The guy didn’t. Reacher listened beyond his shoulder. Did the guy have back-up behind him? Apparently not. Nothing to hear. Same as up ahead. City quiet, and old air.

Reacher said, “Do we have a problem?”

The guy was six feet and maybe two-twenty, maybe forty years old, lean and hard, all bone and muscle and dark suspicious eyes. His lips were clamped tight and pulled back in a rictus grin that could have been worried, or quizzical, or contemptuous.

“Do we have a problem?” Reacher asked again.

“You’re a dead man,” the guy said.

“Not so far,” Reacher said. “In fact right now you’re closer to that unhappy state than I am. Don’t you think?”

“Mess with me, and you’re messing with a lot of people.”

“Am I messing with you? Or are you messing with me?”

“We want to know who you are.”

“Why? What did I do to you?”

“Above my pay grade,” the guy said. “All I got to do is bring you in.”

“Well, good luck with that,” Reacher said.

“Easy to say, with a gun in my face.”

Reacher shook his head in the gloom.

“Easy to say anytime,” he said.

He stepped back a pace, and put the gun back in his pocket. He stood there, empty-handed, palms out, with his arms held away from his sides.

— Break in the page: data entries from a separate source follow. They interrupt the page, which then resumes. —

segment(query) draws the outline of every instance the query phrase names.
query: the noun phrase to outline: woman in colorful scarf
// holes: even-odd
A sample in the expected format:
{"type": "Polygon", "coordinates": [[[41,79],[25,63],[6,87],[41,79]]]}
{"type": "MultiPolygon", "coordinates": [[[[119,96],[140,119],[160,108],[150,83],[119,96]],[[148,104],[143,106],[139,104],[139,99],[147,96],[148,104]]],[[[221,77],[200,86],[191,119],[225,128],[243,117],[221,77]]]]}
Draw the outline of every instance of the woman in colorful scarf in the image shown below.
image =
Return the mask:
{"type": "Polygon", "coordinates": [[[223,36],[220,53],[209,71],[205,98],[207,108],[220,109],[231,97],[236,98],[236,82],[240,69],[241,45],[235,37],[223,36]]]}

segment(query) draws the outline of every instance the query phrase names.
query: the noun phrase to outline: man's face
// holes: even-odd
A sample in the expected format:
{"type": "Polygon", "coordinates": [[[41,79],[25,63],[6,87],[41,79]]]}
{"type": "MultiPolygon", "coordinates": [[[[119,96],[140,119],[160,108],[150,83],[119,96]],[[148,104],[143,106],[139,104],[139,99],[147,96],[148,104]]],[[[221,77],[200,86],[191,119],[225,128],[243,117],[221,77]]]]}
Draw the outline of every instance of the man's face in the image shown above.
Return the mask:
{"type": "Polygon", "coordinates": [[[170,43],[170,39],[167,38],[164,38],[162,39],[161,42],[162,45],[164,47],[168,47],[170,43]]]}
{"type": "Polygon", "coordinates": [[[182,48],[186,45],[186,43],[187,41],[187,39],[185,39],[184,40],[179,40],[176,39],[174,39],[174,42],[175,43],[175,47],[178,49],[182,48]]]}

“There you go,” he said. “Now you can bring me in.”

The guy didn’t move. He was five inches down in height, maybe thirty pounds in weight, maybe a whole foot in reach. Evidently unarmed, because otherwise his weapon would have been out and in his hand already. Evidently unsettled, too, by Reacher’s gaze, which was steady, and calm, and slightly amused, but also undeniably predatory, and even a little unhinged.

Not a good situation for the guy to be in.

Reacher said, “Maybe we could get to the same place a different way.”

The guy said, “How?”

“Give me your phone. Tell your boss to call me. I’ll tell him who I am. The personal touch is always better.”

“I can’t give you my phone.”

“I’m going to take it anyway. Your choice when.”

The gaze. Steady, calm, amused, predatory, unhinged.

The guy said, “OK.”

Reacher said, “Take it out and set it down on the sidewalk.”

The guy did.

“Now turn around.”

The guy did.

“Now run away as far and as fast as you can.”

The guy did. He took off at a musclebound sprint and was immediately swallowed up by the urban darkness. His footsteps rang out long after he had disappeared from sight. This time he made no attempt at stealth. Reacher listened to the rapid slapping and crunching and sliding until the sound quieted down and faded away to nothing. Then he picked up the phone and walked on.